|Hamir, A - OREGON STATE UNIVERSITY|
|Tornquist, S - WALTER REED WASHINGTON DC|
|Gerros, T - OREGON STATE UNIVERSITY|
|Topper, M - WALTER REED WASHINGTON DC|
Submitted to: Veterinary Pathology
Publication Type: Peer Reviewed Journal
Publication Acceptance Date: August 15, 1998
Publication Date: N/A
Interpretive Summary: Neospora caninum is a recently recognized protozoan (single-celled) parasite of animals. It causes abortion in livestock and paralysis in companion animals. Although N. caninum infection is common in cattle and dogs, little is known of its prevalence in other animals. Scientists at the Beltsville Agriculture Research Center and the Oregon State University report a case of encephalitis in a horse and distinguish it from another parasite Sarcocystis neurona which is a common cause of neurologic disease in the horse. These results will be of use to parasitologists, veterinarians and equine practioners.

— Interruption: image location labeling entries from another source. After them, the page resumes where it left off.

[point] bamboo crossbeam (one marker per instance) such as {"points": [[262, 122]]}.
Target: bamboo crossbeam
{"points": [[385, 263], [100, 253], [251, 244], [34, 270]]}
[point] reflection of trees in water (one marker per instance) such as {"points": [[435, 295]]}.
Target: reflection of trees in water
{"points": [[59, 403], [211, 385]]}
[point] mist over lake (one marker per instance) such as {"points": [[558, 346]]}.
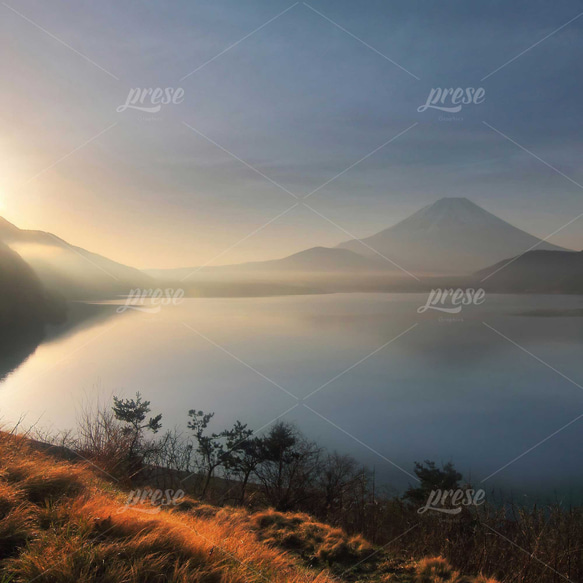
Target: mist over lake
{"points": [[449, 388]]}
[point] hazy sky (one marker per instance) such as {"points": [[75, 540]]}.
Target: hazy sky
{"points": [[299, 100]]}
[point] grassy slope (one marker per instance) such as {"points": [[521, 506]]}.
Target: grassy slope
{"points": [[59, 522]]}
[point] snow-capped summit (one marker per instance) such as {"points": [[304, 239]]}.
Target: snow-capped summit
{"points": [[450, 236]]}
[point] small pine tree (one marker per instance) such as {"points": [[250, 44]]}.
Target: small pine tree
{"points": [[133, 413]]}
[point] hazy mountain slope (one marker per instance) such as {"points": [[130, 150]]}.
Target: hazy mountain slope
{"points": [[451, 236], [69, 270], [537, 272], [314, 260]]}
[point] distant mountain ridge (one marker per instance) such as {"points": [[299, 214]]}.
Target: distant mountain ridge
{"points": [[536, 272], [451, 236], [313, 260], [68, 270]]}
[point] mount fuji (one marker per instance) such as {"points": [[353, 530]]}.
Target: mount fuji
{"points": [[451, 236]]}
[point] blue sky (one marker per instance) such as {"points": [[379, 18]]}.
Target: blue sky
{"points": [[317, 88]]}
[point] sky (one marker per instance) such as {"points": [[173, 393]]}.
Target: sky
{"points": [[282, 100]]}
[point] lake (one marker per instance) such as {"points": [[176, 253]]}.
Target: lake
{"points": [[491, 388]]}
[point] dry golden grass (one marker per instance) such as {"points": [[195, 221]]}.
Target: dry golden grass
{"points": [[60, 523]]}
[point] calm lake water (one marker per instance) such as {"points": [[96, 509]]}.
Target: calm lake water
{"points": [[479, 388]]}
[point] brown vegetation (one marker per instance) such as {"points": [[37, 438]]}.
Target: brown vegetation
{"points": [[59, 522]]}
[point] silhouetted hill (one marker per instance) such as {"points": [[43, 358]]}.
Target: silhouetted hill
{"points": [[451, 236], [25, 309], [536, 272], [71, 271]]}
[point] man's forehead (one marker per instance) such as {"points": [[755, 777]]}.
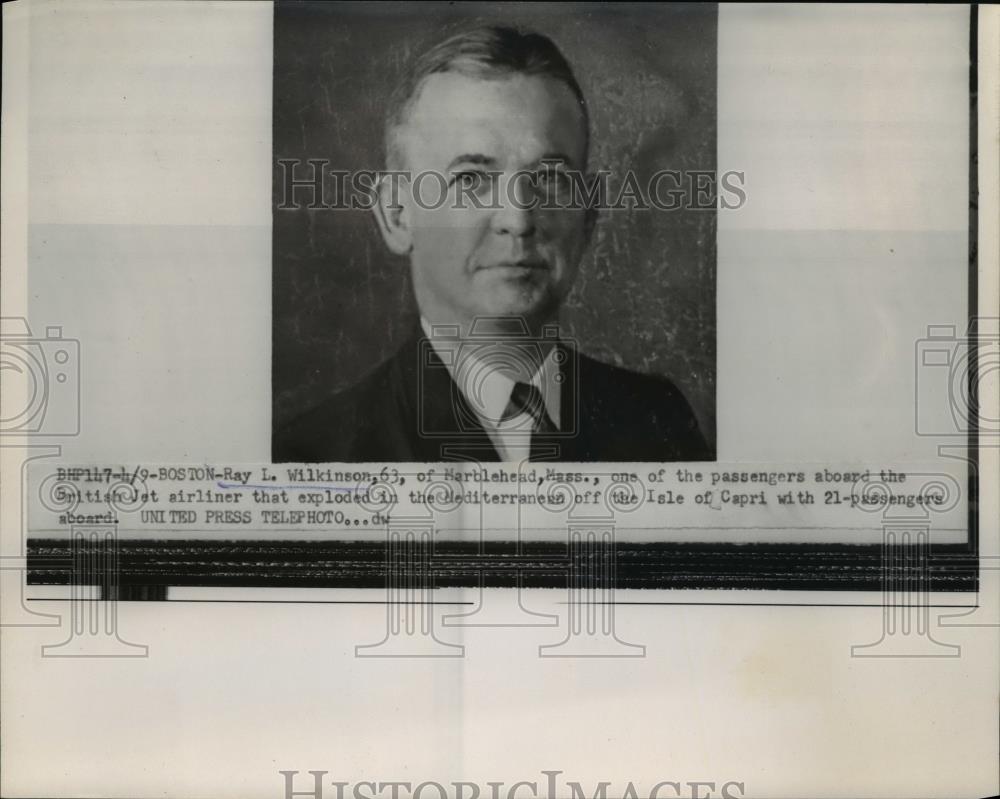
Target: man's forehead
{"points": [[513, 117]]}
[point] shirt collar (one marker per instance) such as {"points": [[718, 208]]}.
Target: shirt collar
{"points": [[488, 390]]}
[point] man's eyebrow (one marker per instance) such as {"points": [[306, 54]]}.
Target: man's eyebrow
{"points": [[555, 157], [472, 158]]}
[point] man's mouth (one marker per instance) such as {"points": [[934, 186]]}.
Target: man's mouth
{"points": [[521, 266]]}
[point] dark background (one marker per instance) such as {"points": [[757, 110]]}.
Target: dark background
{"points": [[645, 294]]}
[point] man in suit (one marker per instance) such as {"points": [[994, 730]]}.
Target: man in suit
{"points": [[486, 136]]}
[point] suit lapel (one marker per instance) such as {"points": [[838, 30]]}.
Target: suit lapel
{"points": [[442, 425]]}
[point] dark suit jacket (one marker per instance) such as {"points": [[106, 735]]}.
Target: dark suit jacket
{"points": [[402, 412]]}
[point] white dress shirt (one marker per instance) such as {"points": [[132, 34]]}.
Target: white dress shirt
{"points": [[487, 389]]}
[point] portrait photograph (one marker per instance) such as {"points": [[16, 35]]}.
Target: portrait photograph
{"points": [[494, 232]]}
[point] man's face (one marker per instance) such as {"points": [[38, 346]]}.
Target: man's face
{"points": [[507, 142]]}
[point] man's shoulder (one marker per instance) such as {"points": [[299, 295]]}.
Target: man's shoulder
{"points": [[641, 413], [330, 429], [616, 383]]}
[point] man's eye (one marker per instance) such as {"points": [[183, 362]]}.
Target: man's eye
{"points": [[551, 177]]}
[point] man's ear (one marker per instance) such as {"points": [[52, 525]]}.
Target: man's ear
{"points": [[392, 213]]}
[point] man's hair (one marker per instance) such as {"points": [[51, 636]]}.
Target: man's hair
{"points": [[487, 52]]}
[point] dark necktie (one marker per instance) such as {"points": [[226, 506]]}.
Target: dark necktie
{"points": [[526, 398]]}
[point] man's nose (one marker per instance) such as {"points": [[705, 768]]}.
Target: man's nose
{"points": [[515, 215]]}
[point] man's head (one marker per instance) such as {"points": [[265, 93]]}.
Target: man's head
{"points": [[494, 120]]}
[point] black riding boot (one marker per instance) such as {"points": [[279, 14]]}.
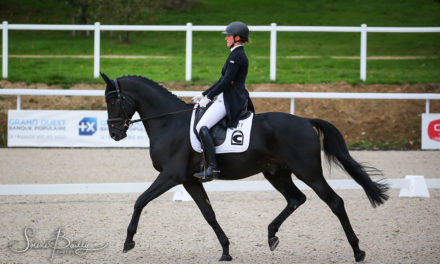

Technical Abstract: Equine protozoal myeloencephalitis (EPM) was clinically diagnosed in a 20- year-old horse with severe ataxia. The cerebrospinal fluid was positive for Sarcocystis neurona antibodies by western blot. The horse was administered corticosteroids to facilitate invitro culture of S. neurona from its spinal cord following necropsy. Microscopic lesions of EPM were present in the brain and the spinal cord, including multifocal inflammator cellular infiltrates and several large groups of protozoa. Immunohistochemical, and light and electron microscopic examinations revealed that the protozoa was Neospora caninum and not S. neurona. The protozoa divided by endodyogeny, tachyzoites had rhoptries, and organisms reacted specifically to N. caninum antibodies. Veterinarians should be aware of increasing diagnosis of N. caninum as another etiological agent responsible for the lesions of EPM.